The New Trulia In Town?
Tumlis is a startup in S.F. with a new approach to how you buy and sell condos, single-family homes, apartment buildings, land, and eventually, office buildings.
We met Tumlis co-founder Tom Horvath post-Giants game on the Embarcadero. He's prepared to go up against housing data giants Trulia and Zillow, telling us Tumlis is different because users can buy or sell a residential property all from the one-stop-shop app and website—and pinpoint the best time to do so (is paying $1M for a condo next week your smartest move? Tumlis will tell you). Tom, a CRE broker by trade, plans to eventually expand the site to do the same for office properties, and he just tacked on local titan Swift Real Estate Partners chairman Doug Abbey to its advisory board. The cool features on the residential side include direct email connectivity with brokers and the ability to set up viewing meetings on calendars.
He hopes to go national, but for now there are 35 California counties with 60,000 live listings, and another 12,000 that just went into contract. The site's hyperlocal perspective reveals buying habits in markets with specific searches by age, condition and size. He showed us that PacHeights buyers are willing to pay more to close quicker on nicer properties, preferring not to deal with rehab scenarios.
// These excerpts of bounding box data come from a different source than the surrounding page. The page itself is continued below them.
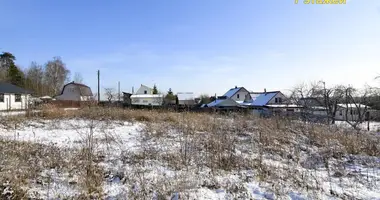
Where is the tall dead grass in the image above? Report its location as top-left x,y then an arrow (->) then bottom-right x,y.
0,107 -> 380,199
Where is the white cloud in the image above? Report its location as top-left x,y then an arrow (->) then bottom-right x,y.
67,44 -> 380,99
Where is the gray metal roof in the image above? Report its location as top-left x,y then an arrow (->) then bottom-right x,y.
0,82 -> 32,94
177,92 -> 194,101
61,81 -> 93,96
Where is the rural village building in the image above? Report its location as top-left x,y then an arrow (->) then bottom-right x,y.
131,84 -> 164,106
55,81 -> 94,101
0,83 -> 31,111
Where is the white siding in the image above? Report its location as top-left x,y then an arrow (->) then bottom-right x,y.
0,94 -> 30,111
135,85 -> 153,94
231,88 -> 252,101
268,92 -> 286,104
335,108 -> 368,121
131,94 -> 164,106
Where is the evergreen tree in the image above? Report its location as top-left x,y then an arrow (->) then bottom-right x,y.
8,63 -> 24,87
153,84 -> 158,94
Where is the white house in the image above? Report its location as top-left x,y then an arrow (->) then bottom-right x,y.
177,92 -> 196,106
0,83 -> 31,111
55,81 -> 94,101
335,104 -> 370,121
223,86 -> 252,103
131,84 -> 164,106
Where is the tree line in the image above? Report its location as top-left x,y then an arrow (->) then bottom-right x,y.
0,52 -> 83,96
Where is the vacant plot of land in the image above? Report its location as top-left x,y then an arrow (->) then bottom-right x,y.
0,110 -> 380,199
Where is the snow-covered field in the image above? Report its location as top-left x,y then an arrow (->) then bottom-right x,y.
335,121 -> 380,132
0,119 -> 380,200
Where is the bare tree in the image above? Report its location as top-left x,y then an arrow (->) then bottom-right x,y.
25,62 -> 46,95
290,81 -> 345,124
44,57 -> 70,95
73,72 -> 83,83
343,87 -> 373,130
104,88 -> 117,102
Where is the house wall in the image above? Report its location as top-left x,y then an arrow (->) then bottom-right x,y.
231,88 -> 252,101
267,92 -> 286,105
0,94 -> 30,111
178,100 -> 195,105
56,84 -> 81,101
80,96 -> 94,101
131,95 -> 164,106
135,85 -> 153,94
335,108 -> 368,121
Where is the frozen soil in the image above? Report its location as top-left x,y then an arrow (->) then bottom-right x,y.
0,119 -> 380,200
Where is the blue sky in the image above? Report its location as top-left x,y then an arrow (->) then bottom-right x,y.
0,0 -> 380,98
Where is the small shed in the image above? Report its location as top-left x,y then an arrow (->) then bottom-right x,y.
177,92 -> 196,106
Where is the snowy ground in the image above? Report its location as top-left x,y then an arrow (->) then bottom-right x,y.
335,121 -> 380,132
0,120 -> 380,200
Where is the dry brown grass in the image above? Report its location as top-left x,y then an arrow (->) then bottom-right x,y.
0,107 -> 380,199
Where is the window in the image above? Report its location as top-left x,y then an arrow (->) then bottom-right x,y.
15,94 -> 21,102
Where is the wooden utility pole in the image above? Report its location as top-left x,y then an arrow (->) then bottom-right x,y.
98,70 -> 100,103
117,81 -> 120,102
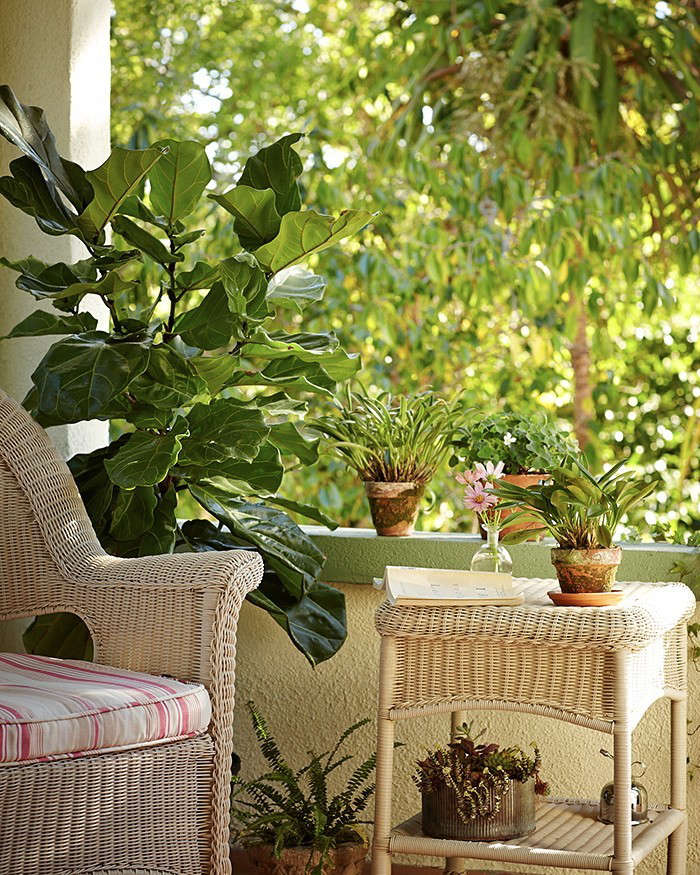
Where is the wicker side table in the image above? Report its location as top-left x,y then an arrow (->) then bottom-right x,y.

On July 8 Tumlis will debut the REALizer, a patent-pending predictive analytics dashboard to agents as part of an elective, paid subscription service. The team spent a year designing and perfecting the proprietary platform, and the site curates geo-based listing data and examines the elasticity of demand in micro-markets in real-time and the near the future, so agents can advise their clients on pricing, offers and time to sell.
In the early 2000s, Tom got an itch to learn how to ski in Tahoe and ended up staying on the slopes for 10 years, keeping his hands in real estate developments and projects along the way. Spotting inefficiencies in the buyer/seller market, he teamed up with big data expert (and co-founder) Chris Butler. Now he's back in the city, living in the Marina, and joking he's the oldest there.